Fue un instante concreto.
Encaminaba esa mirada hacia los ojos del toro cuando los míos se detuvieron
como se golpea un clavo con fuerza para fijarlo de un solo martillazo. Ni un
músculo cambió de posición, si no fueran los del habla para decirle a mi
esposa, una y otra vez: “Me estoy quedando de piedra”. ¿Qué había captado mi
atención hasta tal extremo, de hacerme sentir una estatua? Allí, en una
esquina, exactamente frente a mis retinas, en el ángulo perfecto para que
aquellos personajes dirigieran en línea recta sus caras hacia mí, estaban algunos
de mis antepasados.
Yo había recorrido aquella
fotografía mil veces.
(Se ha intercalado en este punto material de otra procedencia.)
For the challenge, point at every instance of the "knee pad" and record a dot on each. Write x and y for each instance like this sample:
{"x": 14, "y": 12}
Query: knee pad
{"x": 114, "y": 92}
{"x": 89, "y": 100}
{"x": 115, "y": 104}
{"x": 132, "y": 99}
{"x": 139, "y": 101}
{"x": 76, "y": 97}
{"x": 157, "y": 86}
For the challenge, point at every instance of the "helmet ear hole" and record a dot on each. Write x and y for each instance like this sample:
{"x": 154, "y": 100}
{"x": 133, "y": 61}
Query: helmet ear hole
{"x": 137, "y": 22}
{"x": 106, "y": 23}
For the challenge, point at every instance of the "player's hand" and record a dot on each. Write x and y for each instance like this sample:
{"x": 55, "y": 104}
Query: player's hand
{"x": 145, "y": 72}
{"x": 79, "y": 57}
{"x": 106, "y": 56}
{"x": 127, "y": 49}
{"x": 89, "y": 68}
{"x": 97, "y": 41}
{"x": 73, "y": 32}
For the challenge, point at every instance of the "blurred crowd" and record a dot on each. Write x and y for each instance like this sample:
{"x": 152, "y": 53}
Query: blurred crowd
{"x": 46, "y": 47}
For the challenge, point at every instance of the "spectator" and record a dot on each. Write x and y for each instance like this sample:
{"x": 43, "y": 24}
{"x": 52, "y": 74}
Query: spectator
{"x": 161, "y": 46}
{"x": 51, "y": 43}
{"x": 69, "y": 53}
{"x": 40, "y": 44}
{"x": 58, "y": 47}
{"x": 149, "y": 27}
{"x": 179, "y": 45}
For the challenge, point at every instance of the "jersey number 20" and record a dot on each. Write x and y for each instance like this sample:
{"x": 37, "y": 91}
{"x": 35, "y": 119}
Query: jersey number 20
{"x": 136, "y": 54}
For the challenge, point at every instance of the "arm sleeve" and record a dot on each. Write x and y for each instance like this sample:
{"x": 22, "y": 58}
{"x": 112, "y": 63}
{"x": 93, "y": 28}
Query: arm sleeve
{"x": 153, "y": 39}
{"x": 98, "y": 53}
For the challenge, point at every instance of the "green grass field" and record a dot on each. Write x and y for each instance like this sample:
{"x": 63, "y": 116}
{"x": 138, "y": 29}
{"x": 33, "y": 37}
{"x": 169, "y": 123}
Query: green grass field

La había ampliado en la pantalla como antaño se hacía con
el cuentahilos para comprobar la calidad del huecograbado. Era —es— una de esas
fotos animadas, “llenas de vida”, dijo al verla mi compañero Manuel Ferrand, que
la escaneó cuidadosamente. Procedía de una placa de cristal tirada allá por los
años iniciales del siglo XX. Podría precisar la fecha: el 26 de octubre de
1913. Aquel día, una muchacha de 26 años, Josefa Vera y Olaya, se casaba en la
parroquia de San Bartolomé de Sevilla con su tío viudo, José Pérez Basso, un
hombre singular a quien he dedicado un libro que espero me publique pronto el
Ayuntamiento de la ciudad con las doscientas fotos halladas, también inopinadamente,
en un álbum engrosado a lo largo de su vida por este personaje de cuento que
trabajó sin cuento hasta hacerse merecedor de una medalla del trabajo… en 1930.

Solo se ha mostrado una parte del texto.